“Sono una delle donne più felici della terra”. La lezione di Suor Emmanuelle

emmanuelle“Qui siamo come talpe, sulla terra non si vede la luce”.
Eccolo qui, il bel volto sorridente e luminoso di suor Emmanuelle (secondo un sondaggio di quando era ancora in vita, era considerata la donna più famosa di Francia) che ci sorride in copertina di questo “Sono una delle donne più felici della terra”.

Lo definirei – a prescindere dalla presenza o mancanza di fede- un vero sorso di vitalità che ci regala una donna quasi centenaria, scomparsa nel 2008 poco prima di compiere 100 anni, nei suoi colloqui con l'autrice Angela Silvestrini.

Perchè suor Emmanuelle risponde a modo suo alle domande esistenziali che tutti noi abbiamo in testa: come fare ad essere felici, innanzitutto, oppure quale sia il significato della morte, nostra o di quella dei nostri cari. E la sua risposta proviene dal fondo della sua esperienza ventennale nelle bidonville del Cairo, per cui è partita alla tenera età di 66 anni.

E' lì che ha imparato la lezione più bella che regalano i poveri, e cioè che – parafrasando il titolo di un suo libro – “Il paradiso sono gli altri” e la povertà, rendendo dipendenti gli uni dagli altri, fa scoprire quanto l'armonia col prossimo nella propria vita sia l'unico bene davvero essenziale.
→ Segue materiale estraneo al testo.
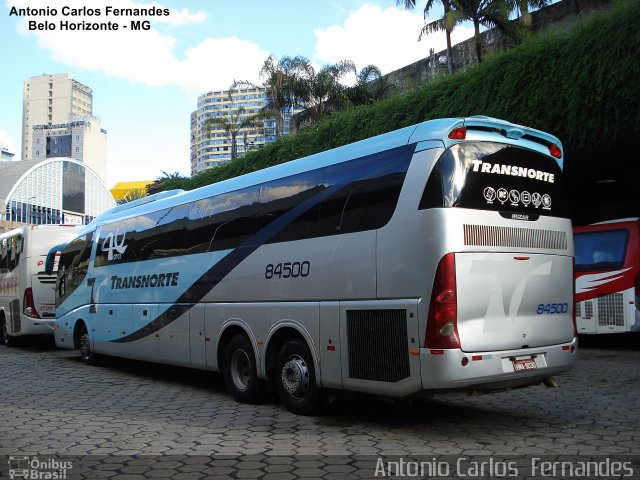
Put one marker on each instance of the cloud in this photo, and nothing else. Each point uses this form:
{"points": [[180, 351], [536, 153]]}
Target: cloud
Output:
{"points": [[385, 38], [146, 57]]}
“Si dice che la Francia è imbronciata, che le persone hanno un volto che non è contento. E' vero, tutti si lamentano in continuazione...Allora mi sono messa a chiedere a tanti, ho “intervistato” tante persone in Europa, ho domandato loro se fossero contente e perchè non lo fossero”.

E la risposta sta, secondo lei, nel fatto che l'uomo è un “animale politico”, come diceva Aristotele, e la sua felicità sta nella armonia delle relazioni umane. “Nelle bidonville tutti erano sempre di buon umore e ridevano dalla mattina alla sera. Nessuno si lamentava, si prendeva la vita così com'era".
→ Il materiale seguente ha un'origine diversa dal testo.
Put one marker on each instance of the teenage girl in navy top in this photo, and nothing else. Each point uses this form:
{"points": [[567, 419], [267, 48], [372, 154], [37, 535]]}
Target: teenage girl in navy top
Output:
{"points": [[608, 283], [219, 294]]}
"Non ho mai sentito la vita vuota e sono persuasa che ovunque ci si trovi, anche soli, ammalati, in un letto d'ospedale, ci si può sempre interessare agli altri, alle persone che ci circondano, e pregare”, spiega quando le chiedono il segreto della sua vitalità anche durante gli ultimi anni di vita, passati in una casa di riposo.

Bisogna cioè “allontanarsi da se stessi. Questo significa interessarsi a ogni situazione, sia essa vicina, come le persone che ci circondano, sia essa lontana, molto lontana nel mondo, e non accontentarsi dei propri problemi”.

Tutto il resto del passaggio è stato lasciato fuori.